Learning to Visually Connect Actions and their Effects
Paritosh Parmar, Eric Peh, Basura Fernando
TL;DR
This work proposes CATE, a framework for visually linking actions to their effects in videos, by formulating Action Selection (AS) and Effect-Affinity Assessment (EAA). It introduces a large cross-sample dataset and a spectrum of baselines, demonstrating that humans outperform models and that analogical reasoning yields the strongest AS performance among baselines. The paper also shows that CATE can serve as a self-supervised pretext task, yielding transferable video representations that improve downstream tasks such as action quality assessment (AQA).
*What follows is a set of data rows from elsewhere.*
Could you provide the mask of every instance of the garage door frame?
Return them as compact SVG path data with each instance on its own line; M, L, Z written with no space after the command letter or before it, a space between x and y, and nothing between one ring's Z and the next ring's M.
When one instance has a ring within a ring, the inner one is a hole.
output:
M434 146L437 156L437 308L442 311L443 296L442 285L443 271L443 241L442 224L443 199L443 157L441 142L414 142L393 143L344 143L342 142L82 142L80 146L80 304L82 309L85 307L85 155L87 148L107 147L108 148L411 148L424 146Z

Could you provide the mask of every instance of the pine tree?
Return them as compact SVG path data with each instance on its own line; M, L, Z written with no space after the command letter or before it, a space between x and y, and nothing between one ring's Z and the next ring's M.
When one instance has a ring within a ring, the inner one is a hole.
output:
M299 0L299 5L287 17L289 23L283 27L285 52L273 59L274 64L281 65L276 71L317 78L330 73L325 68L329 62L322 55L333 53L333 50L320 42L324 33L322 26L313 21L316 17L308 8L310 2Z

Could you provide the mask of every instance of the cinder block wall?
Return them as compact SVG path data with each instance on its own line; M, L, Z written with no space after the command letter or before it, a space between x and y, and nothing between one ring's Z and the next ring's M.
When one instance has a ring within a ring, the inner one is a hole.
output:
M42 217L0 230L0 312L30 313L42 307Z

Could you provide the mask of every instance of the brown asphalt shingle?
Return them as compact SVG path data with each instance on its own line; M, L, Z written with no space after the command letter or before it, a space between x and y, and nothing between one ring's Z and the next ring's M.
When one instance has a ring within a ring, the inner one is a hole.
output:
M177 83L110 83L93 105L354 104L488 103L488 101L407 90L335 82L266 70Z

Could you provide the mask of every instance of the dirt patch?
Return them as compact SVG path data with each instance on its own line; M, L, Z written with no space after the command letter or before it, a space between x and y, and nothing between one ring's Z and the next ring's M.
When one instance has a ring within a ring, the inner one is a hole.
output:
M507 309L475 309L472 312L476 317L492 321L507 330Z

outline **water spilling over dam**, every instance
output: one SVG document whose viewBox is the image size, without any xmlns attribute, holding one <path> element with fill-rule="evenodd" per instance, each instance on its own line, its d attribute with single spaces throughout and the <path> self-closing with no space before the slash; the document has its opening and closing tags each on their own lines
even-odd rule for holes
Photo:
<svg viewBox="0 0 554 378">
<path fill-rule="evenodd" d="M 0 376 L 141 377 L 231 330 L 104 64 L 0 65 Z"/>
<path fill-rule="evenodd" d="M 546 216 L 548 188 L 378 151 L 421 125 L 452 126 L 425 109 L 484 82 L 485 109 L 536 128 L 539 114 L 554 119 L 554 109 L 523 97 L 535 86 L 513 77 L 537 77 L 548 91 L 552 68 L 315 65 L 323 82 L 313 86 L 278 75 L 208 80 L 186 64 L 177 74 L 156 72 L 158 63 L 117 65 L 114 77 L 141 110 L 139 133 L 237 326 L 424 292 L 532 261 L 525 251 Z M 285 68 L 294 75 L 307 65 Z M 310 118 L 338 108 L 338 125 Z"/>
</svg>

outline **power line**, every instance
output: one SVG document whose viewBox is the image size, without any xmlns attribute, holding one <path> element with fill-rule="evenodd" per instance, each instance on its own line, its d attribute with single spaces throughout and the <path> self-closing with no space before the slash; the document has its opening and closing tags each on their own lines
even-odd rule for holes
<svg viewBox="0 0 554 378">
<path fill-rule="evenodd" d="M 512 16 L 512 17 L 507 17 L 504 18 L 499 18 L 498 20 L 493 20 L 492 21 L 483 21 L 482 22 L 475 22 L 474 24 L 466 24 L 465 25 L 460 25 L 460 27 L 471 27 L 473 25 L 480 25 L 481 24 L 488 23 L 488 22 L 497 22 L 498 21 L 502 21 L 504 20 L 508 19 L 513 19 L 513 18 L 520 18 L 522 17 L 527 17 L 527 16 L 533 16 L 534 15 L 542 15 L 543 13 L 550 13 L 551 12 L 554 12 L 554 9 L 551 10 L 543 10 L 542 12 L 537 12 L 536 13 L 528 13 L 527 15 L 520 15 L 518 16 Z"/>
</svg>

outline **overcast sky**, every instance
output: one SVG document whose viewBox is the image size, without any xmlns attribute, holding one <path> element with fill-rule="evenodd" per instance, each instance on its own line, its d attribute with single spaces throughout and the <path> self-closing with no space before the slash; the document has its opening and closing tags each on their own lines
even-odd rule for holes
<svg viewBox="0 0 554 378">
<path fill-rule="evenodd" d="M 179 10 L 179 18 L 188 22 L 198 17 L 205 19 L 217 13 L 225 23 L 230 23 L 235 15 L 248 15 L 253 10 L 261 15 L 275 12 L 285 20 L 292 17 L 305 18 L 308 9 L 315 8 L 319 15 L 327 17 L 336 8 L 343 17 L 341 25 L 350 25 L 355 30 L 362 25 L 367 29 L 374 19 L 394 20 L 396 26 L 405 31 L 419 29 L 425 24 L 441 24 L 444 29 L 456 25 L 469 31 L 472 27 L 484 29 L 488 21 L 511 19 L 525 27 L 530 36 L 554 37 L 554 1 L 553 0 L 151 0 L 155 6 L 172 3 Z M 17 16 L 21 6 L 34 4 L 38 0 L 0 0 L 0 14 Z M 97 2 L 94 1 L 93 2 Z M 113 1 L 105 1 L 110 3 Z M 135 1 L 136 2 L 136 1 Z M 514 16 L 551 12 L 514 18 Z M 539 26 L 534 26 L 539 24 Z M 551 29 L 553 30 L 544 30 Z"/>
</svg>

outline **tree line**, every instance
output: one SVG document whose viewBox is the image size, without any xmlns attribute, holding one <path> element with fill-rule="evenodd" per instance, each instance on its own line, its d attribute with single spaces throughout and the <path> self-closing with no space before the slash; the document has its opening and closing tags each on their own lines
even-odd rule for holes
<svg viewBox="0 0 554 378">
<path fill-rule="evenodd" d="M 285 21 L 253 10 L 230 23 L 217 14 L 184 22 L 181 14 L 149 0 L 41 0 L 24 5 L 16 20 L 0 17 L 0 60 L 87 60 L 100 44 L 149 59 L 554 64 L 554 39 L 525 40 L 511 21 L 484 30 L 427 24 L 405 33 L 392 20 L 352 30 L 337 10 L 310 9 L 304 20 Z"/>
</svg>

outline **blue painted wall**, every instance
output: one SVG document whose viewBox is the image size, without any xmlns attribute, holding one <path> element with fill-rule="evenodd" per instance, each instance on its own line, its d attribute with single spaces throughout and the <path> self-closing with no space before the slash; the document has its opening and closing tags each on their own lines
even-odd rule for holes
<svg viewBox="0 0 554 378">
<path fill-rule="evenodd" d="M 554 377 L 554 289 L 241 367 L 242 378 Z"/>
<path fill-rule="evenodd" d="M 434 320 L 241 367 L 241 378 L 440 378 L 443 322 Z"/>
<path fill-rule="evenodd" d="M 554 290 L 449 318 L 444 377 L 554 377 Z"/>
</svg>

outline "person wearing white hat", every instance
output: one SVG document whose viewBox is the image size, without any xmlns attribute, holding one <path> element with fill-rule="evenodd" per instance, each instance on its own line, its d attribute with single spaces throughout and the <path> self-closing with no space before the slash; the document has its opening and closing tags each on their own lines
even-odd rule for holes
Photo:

Overall, CATE reveals core cognitive mechanisms underlying action-effect understanding and invites future models to leverage these cues for planning, learning from demonstration, and interactive AI systems.
Abstract
We introduce the novel concept of visually Connecting Actions and Their Effects (CATE) in video understanding. CATE can have applications in areas like task planning and learning from demonstration. We identify and explore two different aspects of the concept of CATE: Action Selection (AS) and Effect-Affinity Assessment (EAA), where video understanding models connect actions and effects at semantic and fine-grained levels, respectively. We design various baseline models for AS and EAA. Despite the intuitive nature of the task, we observe that models struggle, and humans outperform them by a large margin. Our experiments show that in solving AS and EAA, models learn intuitive properties like object tracking and pose encoding without explicit supervision. We demonstrate that CATE can be an effective self-supervised task for learning video representations from unlabeled videos. The study aims to showcase the fundamental nature and versatility of CATE, with the hope of inspiring advanced formulations and models.